The Molls Show is a resounding example that they can. As Kushner described McAleer and her show, “We became aware of [Molly] and thought she was fantastic and it was immediately obvious to us that she should have her own show. We’re helping her with her new show. It’s essentially entirely done by her; I mean the girl writes it, is in it, directs it, shoots it and edits it. Each of these episodes are roughly 10 minutes divided up into anywhere from 4 to 7 segments in each episode. [It’s] man on the street stuff, straight blogging, artistic collaborations with friends of hers, and so on. The way we see it with Molls, is that there a lot of people out there that might do bits and pieces of what Molls does, but we’ve yet to see anyone do everything that Molls does, with the voice that Molls has. And she has the respect of the blogging community. That speaks volumes. Those guys make and break trends and can see what’s solid before most.”
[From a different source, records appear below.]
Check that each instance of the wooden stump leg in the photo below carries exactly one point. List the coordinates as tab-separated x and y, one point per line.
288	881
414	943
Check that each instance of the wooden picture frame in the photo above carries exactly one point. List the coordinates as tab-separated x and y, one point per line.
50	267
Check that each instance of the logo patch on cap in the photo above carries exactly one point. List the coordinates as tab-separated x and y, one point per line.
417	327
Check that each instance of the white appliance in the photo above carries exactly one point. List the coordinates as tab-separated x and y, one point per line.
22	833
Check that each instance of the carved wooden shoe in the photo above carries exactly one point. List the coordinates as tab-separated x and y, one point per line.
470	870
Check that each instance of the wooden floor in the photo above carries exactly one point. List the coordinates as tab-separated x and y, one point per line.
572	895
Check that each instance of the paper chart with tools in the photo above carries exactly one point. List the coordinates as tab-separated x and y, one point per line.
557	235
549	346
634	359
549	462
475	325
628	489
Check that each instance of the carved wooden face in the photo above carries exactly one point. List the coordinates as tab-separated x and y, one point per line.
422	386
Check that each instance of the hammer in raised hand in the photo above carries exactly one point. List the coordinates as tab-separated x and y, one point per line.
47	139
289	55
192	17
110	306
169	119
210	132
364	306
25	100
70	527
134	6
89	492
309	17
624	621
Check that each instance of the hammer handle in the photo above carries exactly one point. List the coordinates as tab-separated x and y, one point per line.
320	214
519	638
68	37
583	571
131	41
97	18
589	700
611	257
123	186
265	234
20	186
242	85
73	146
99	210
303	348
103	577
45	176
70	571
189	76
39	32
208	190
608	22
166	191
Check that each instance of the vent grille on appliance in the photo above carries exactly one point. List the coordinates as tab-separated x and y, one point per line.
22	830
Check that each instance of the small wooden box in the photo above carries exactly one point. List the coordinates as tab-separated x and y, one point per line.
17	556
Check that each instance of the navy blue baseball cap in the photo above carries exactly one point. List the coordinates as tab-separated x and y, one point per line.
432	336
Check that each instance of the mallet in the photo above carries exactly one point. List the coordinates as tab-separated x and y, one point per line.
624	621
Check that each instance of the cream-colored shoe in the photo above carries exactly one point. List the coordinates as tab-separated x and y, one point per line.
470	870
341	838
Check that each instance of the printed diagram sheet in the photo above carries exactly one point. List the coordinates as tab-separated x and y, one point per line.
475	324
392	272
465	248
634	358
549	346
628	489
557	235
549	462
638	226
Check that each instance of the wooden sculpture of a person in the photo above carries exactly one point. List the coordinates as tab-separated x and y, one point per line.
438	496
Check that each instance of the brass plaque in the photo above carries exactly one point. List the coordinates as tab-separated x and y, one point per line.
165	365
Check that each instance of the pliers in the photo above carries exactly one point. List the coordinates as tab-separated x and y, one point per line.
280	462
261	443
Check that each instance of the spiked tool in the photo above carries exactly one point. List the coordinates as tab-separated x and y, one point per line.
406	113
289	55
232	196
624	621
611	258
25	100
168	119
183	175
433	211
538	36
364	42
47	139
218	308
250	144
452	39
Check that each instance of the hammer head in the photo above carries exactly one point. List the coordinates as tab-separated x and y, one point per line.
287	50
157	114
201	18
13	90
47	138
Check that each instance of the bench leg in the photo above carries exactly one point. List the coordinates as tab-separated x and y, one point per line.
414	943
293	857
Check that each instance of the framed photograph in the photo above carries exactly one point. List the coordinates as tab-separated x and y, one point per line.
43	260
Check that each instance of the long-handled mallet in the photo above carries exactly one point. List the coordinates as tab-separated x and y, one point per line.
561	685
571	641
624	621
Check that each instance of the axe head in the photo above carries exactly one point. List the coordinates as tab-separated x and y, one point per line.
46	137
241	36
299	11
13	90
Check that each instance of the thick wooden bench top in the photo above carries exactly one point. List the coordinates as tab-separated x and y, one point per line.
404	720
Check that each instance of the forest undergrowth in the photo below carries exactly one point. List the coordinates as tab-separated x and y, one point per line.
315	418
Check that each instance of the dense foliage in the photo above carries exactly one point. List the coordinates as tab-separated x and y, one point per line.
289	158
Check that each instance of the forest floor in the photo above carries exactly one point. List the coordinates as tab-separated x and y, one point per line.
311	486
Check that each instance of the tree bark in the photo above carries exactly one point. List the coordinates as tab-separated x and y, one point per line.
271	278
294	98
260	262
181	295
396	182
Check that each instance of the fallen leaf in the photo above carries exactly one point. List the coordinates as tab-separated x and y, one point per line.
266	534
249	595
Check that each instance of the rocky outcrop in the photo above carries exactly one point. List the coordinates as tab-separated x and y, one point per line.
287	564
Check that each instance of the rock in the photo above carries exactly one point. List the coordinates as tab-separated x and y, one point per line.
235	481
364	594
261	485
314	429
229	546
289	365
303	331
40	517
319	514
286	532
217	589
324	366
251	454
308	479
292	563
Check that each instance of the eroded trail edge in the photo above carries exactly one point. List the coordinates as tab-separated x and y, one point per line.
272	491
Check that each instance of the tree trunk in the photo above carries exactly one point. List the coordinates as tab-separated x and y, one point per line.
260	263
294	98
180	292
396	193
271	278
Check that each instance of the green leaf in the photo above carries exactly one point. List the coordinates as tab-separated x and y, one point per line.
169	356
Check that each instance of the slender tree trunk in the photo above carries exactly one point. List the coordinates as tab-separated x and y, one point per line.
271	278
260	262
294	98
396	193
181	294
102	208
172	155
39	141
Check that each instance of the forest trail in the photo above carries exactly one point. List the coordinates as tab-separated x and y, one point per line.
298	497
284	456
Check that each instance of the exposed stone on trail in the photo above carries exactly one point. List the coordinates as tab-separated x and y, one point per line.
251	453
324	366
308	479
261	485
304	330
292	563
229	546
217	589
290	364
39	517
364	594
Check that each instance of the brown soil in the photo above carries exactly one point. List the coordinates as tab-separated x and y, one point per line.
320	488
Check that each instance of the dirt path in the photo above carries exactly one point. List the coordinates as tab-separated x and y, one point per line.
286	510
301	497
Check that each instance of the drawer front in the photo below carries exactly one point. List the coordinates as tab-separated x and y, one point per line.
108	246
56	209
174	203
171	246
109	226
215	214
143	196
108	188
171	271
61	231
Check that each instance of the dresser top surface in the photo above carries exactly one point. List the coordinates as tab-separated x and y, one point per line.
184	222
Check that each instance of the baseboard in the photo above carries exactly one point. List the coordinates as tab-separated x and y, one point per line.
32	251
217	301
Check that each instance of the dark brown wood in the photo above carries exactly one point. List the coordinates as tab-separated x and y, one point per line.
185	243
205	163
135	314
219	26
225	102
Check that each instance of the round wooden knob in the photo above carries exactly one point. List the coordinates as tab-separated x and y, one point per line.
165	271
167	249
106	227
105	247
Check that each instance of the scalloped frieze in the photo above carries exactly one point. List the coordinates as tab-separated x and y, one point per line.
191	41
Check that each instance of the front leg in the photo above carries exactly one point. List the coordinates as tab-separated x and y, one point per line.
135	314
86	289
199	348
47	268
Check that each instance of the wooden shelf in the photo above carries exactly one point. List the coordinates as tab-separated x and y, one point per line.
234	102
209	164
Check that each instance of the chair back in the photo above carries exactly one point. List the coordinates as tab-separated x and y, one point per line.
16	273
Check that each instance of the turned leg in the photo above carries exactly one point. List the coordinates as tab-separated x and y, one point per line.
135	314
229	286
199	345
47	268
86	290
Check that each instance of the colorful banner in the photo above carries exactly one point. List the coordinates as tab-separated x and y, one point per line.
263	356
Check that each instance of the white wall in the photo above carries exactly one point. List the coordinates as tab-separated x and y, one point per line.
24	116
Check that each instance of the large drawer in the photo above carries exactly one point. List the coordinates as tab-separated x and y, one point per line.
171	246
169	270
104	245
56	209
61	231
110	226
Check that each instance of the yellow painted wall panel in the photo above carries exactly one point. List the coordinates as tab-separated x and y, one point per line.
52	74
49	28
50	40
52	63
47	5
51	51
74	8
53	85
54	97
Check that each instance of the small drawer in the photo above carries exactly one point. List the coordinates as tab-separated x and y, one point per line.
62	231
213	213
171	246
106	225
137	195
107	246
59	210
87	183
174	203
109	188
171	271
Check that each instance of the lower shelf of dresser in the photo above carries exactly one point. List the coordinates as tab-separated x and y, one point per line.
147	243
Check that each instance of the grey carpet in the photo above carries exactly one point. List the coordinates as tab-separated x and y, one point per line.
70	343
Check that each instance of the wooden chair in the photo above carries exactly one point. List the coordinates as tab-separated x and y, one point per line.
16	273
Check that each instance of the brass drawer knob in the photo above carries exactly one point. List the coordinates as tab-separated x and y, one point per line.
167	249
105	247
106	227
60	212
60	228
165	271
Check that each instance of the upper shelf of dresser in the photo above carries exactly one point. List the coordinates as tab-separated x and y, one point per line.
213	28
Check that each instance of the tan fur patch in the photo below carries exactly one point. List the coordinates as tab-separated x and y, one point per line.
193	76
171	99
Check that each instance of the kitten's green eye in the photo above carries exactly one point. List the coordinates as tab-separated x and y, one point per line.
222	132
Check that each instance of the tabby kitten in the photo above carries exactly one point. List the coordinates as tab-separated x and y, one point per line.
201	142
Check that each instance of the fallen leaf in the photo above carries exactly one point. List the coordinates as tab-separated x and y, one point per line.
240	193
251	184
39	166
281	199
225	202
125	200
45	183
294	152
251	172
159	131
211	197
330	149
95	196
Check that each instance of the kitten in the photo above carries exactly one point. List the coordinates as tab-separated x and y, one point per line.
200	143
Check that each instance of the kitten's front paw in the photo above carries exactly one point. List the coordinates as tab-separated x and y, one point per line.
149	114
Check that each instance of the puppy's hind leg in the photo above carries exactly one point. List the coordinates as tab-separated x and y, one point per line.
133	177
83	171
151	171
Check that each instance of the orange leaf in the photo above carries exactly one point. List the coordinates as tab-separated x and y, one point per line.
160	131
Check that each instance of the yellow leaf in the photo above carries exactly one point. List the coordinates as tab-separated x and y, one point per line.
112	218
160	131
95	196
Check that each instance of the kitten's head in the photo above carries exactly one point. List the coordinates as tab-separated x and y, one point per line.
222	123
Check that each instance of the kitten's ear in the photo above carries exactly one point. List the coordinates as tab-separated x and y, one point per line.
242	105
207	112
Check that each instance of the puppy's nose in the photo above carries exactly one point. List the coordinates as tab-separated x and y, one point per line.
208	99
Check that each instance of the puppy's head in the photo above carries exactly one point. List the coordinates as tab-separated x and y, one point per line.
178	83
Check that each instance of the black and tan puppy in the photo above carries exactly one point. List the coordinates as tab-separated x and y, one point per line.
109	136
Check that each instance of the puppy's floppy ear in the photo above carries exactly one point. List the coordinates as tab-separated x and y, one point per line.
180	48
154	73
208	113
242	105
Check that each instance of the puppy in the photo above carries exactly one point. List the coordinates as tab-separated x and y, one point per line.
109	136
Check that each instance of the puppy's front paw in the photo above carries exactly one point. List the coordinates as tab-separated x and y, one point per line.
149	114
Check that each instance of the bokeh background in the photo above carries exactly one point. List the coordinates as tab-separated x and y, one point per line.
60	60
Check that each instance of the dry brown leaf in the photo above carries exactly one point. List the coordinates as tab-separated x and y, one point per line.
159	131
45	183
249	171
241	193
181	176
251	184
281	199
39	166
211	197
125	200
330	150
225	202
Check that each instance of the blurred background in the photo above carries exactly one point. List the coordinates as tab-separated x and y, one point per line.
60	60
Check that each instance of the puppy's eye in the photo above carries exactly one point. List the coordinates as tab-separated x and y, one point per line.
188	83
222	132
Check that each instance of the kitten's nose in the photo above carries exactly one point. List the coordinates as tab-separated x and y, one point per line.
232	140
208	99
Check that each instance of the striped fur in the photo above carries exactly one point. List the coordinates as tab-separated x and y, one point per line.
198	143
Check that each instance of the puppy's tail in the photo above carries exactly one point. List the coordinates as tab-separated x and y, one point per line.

FM78 has also proven that they can turn that originality and make it bankable; the third episode of The Molls Show, which is out today, is sponsored by the upcoming Palm Pre. In addition to its site, it’s also being distributed on Blip.tv, YouTube, and now KoldCast TV. The company says that other distribution deals are “closing imminently.”
In recognition of what they’ve done so far, FM78.tv will be highlighted at the Digital Content NewFront in their “Ones to Watch” reel, and Bateman will represent FM78.tv at the Cannes Lions International Advertising Festival in June to discuss relationships between creators and sponsors.
In the past couple of years we’ve seen a lot of companies jump into original made-for-web projects without an understanding of even the most basic concepts of Web 2.0, and with that has come a lot of failure. The FM78 team is different- all four use Twitter and Tumblr actively, and envision an internet driven lifestyle that even teenagers who follow the cutting edge trends online can’t even imagine. They’ve even teamed up with Streamy-winning creatives behind You Suck at Photoshop, the Big Fat Brain crew (Troy Hitch and Matt Bledsoe), to do some viral spots for the Candy, Inc. launch.
The entire team had insights about everything from the impending death of newspapers to the distant future of technology. In fact, Sereboff jokingly mused about integrating Web 2.0 biologically into our heads, which was a joke and a sci-fi pipe dream until this month, when a doctoral student at the University of Wisconsin sent a tweet using only electrical impulses generated by his thoughts. In a field that is dominated by amateur filmmakers who understand the web and professional filmmakers who don’t, FM78 has a rare combination of web brilliance and film experience, and a vision to show the internet how original web content can be done right.